Detlef S. wurde im August 2010 in seinem Haus festgenommen. Seither sitzt er in Koblenz in Untersuchungshaft. Besonders sein Adoptivsohn Björn empfindet großen Hass gegen ihn. „Ich hoffe, dass er nie wieder 'rauskommt“, sagte er im Gespräch mit unserer Zeitung. Wie konnte es zu den mutmaßlichen Missbrauchstaten kommen? Dazu sagte die Adoptivtochter Natascha dem Fernsehsender N24: „Das ist für Außenstehende schwer zu verstehen. Das hat mit der Psyche und den Zwanghaftigkeiten zu tun gehabt.“

Detlef S. drohen bei einer Verurteilung bis zu 15 Jahre Haft. Möglicherweise muss er für immer hinter Gitter. Die Staatsanwaltschaft Koblenz hat gegen ihn die Sicherungsverwahrung beantragt. Medien nennen den Angeklagten den „deutschen Fritzl“, weil der Fall Fluterschen an den Fall Josef Fritzl erinnert. Der Österreicher sperrte seine Tochter 24 Jahre lang in ein unterirdisches Kellerverlies, vergewaltigte sie und zeugte mit ihr sieben Kinder. 2009 wurde er zu lebenslanger Haft verurteilt.

Im Prozess gegen Detlef S. verliest der Staatsanwalt heute die Anklageschrift. Dann könnte der Angeklagte zu den schweren Tatvorwürfen Stellung nehmen. Doch nach Auskunft seines Anwaltes Thomas Düber will er schweigen. Außerdem soll heute die Adoptivtochter aussagen. Wahrscheinlich schließt das Gericht während ihrer Aussage die Öffentlichkeit aus. Dann müssen alle Zuhörer und Journalisten den Saal verlassen. Das Gericht hat bis Ende Februar vier weitere Prozesstage angesetzt. Morgen und am Donnerstag sollen die Tochter und der Adoptivsohn des Angeklagten aussagen.

EXTRA:

Zeitungen, TV-Sender, Internetseiten und Radiosender: Alle Medien berichten über das Missbrauchsdrama in Fluterschen (Kreis Altenkirchen). Der mutmaßliche Täter Detlef S. sitzt seit August hinter Gittern – und bekommt von all dem nur wenig mit. Er hat in seiner Zelle in der Justizvollzugsanstalt Koblenz einen Fernseher. Andere Medien kann er laut seinem Anwalt Thomas Düber nicht nutzen. Der erfahrene Strafverteidiger hat Detlef S. gut 20 Mal im Gefängnis besucht. In einem Interview schildert er seine Treffen mit dem Mann.

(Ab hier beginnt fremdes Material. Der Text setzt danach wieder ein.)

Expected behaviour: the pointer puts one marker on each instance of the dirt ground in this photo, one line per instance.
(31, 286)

Was macht Detlef S. für einen Eindruck auf Sie?
Düber: Er ist stark verängstigt und von dem riesigen Medienrummel unheimlich beeindruckt. Damit hätte er nie gerechnet. Die ganze Situation belastet ihn natürlich sehr.

Wie oft haben Sie ihn im Gefängnis besucht?
Bestimmt 20 Mal. Wir haben oft stundenlang in einem Besuchsraum miteinander gesprochen. Über die Anklage und über sein Verhalten im Prozess.

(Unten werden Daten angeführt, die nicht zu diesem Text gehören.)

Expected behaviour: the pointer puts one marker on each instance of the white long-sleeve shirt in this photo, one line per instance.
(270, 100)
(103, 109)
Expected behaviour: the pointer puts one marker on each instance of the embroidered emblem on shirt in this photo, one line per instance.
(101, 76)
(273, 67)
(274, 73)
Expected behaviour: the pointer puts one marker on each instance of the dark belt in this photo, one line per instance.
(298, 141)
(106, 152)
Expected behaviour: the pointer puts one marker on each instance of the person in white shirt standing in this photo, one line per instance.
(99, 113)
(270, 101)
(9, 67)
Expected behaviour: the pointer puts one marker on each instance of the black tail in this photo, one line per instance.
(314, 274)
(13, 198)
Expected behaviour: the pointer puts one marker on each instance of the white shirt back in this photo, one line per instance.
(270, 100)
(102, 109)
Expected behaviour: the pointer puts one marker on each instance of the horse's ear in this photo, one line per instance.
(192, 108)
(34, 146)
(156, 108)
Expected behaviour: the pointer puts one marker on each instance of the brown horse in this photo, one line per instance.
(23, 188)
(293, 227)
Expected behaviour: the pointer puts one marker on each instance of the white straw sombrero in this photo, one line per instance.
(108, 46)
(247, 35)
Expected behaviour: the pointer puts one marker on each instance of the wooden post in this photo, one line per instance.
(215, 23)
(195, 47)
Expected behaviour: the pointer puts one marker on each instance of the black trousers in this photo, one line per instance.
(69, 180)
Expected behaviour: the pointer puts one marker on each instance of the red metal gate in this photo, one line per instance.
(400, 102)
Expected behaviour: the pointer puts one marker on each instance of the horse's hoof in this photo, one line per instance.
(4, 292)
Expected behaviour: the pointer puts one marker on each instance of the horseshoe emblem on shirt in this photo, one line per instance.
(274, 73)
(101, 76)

Wie liefen die Besuche ab?
Wir wurden zu zweit in den Besuchsraum gesperrt. Er ist fast leer, nur ein Tisch und zwei Stühle stehen dort. Das Fenster ist vergittert.

Hat Detlef S. auch von anderen Menschen Besuch bekommen?
Ja, nach seiner Inhaftierung haben ihn einige seiner Kinder besucht. Später nicht mehr.

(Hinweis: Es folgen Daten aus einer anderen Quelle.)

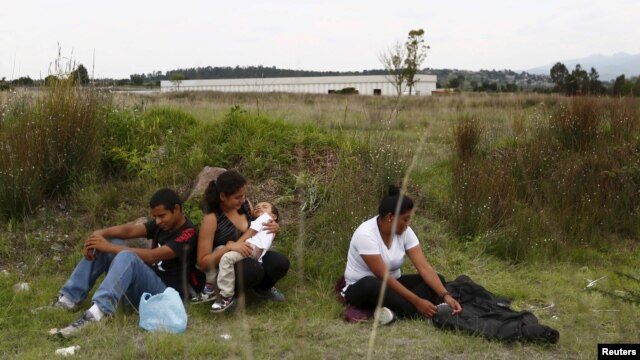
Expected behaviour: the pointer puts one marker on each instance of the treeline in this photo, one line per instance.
(581, 82)
(238, 72)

Haben ihn seine Ehefrau oder seine mutmaßlichen Opfer besucht?
Nein.

Wird Ihr Mandant im Prozess zu den Vorwürfen Stellung nehmen?
Nach derzeitigem Stand (am Montagabend, Anmerkung der Redaktion) sieht es nicht so aus. Er wird wohl keine Aussage machen.

Die Staatsanwaltschaft hat gegen Ihren Mandanten die Sicherungsverwahrung beantragt, weil sie ihn für allgemeingefährlich hält.
Ja, das stimmt. Aber die Allgemeingefährlichkeit meines Mandanten konnte bisher noch kein Gutachter bestätigen.

Warum nicht?
Mein Mandant war nicht bereit, sich begutachten zu lassen.